A lack of a universally accepted standard for screening orders means that current systems are not well-equipped and can be easily evaded. In an FBI overseen experiment, researchers from MIT split up the genome of the 1918 pandemic influenza virus into DNA fragments and added camouflaging sequences. These ordered fragments could then easily be reassembled in the lab into a hazardous construct. They concluded that nearly all DNA synthesis screening practices failed to reject even lightly disguised orders.
Regulation of commercial DNA providers alone is not enough. Next-generation benchtop DNA synthesisers will decentralise the synthetic DNA market and if the screening criteria is built-in, then actors could jailbreak the device to bypass security concerns. Thus, regulation should ensure that benchtop synthesisers require a network connection, allowing an external body to regularly update screening systems to account for newly identified risks.
Going beyond this, an international organisation to oversee DNA synthesis companies and to regularly evaluate their screening protocols through red team experiments will help to mitigate risks.
This needs global collaboration - which is in short supply
International cooperation is needed to mitigate biological risks associated with AI, but at present there is no advanced planning that distinguishes between LLMs and BDTs.
Fortunately, the seeds of cooperation have already been planted. In November of 2023, the UK hosted the first AI Safety Summit, with a major takeaway being that AI advances are contributing to increased biological risks. The resulting Bletchley Declaration, is a move in the right direction, with notable signees including the US, India, China and the EU, indicating a collective recognition that biosafety risks are bigger than the current state of geopolitics.
Around the same time, the Biden administration signed Executive Order 14110 which actionned the US to develop standards and implement actions to ‘protect against the risks of using AI to engineer dangerous biological materials’. This requires companies to notify the government prior to releasing models trained on biological sequence data.

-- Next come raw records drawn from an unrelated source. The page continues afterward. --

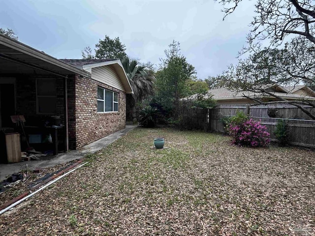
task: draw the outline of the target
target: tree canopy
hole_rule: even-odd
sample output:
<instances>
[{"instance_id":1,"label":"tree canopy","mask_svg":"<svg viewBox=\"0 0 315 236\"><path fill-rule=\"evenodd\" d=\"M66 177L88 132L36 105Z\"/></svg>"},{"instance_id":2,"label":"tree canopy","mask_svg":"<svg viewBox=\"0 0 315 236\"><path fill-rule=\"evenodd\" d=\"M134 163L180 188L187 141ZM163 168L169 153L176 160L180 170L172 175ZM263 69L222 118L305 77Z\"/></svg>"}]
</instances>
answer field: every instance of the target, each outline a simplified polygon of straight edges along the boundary
<instances>
[{"instance_id":1,"label":"tree canopy","mask_svg":"<svg viewBox=\"0 0 315 236\"><path fill-rule=\"evenodd\" d=\"M242 0L219 0L224 18L233 13ZM315 43L315 2L312 0L256 0L255 15L248 35L250 47L268 39L274 46L289 35L302 36ZM224 19L224 18L223 18Z\"/></svg>"},{"instance_id":2,"label":"tree canopy","mask_svg":"<svg viewBox=\"0 0 315 236\"><path fill-rule=\"evenodd\" d=\"M19 37L16 34L15 34L14 31L10 29L7 29L6 30L4 30L4 29L0 28L0 33L2 33L4 35L10 37L11 38L15 39L16 40L19 39Z\"/></svg>"},{"instance_id":3,"label":"tree canopy","mask_svg":"<svg viewBox=\"0 0 315 236\"><path fill-rule=\"evenodd\" d=\"M95 45L95 56L92 54L90 47L85 48L82 51L82 57L84 59L123 59L126 57L126 48L119 39L119 37L114 39L105 35L104 39L99 39L98 43Z\"/></svg>"},{"instance_id":4,"label":"tree canopy","mask_svg":"<svg viewBox=\"0 0 315 236\"><path fill-rule=\"evenodd\" d=\"M156 98L160 104L176 118L180 99L189 94L188 82L196 73L194 67L180 53L180 44L173 41L165 50L157 72Z\"/></svg>"}]
</instances>

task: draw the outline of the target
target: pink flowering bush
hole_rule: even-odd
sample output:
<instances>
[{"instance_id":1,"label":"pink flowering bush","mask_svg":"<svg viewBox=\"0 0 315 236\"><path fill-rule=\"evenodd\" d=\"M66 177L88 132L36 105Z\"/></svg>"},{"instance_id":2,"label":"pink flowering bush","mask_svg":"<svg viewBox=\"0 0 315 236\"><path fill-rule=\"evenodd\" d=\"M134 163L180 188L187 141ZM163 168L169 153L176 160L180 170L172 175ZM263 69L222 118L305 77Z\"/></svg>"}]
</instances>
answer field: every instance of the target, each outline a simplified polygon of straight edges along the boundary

However, Trump has already committed to dismantling this.
Trust issues with China will remain. Claims of a lab leak of the virus responsible for COVID-19 endured for several years - it was only last month that the virologist at the heart of the accusations came forward with evidence to dismiss this. Transparency over AI will become another salient issue; while China has already implemented national regulations on AI, critics have dismissed these as unimportant given the power of the CCP to disregard their own rules.
A second difficulty is that most countries simply lack the monitoring capabilities required to place import controls on synthetic DNA orders, or for early detection of lab leaks. This further emphasises the need for centralised regulation - this can be supported by services like SecureDNA to ensure biosafety without compromising on data confidentiality.
It remains to be seen whether early agreements for cooperation are meaningful in implementation, but a unified direction will go some way to mitigating future risks.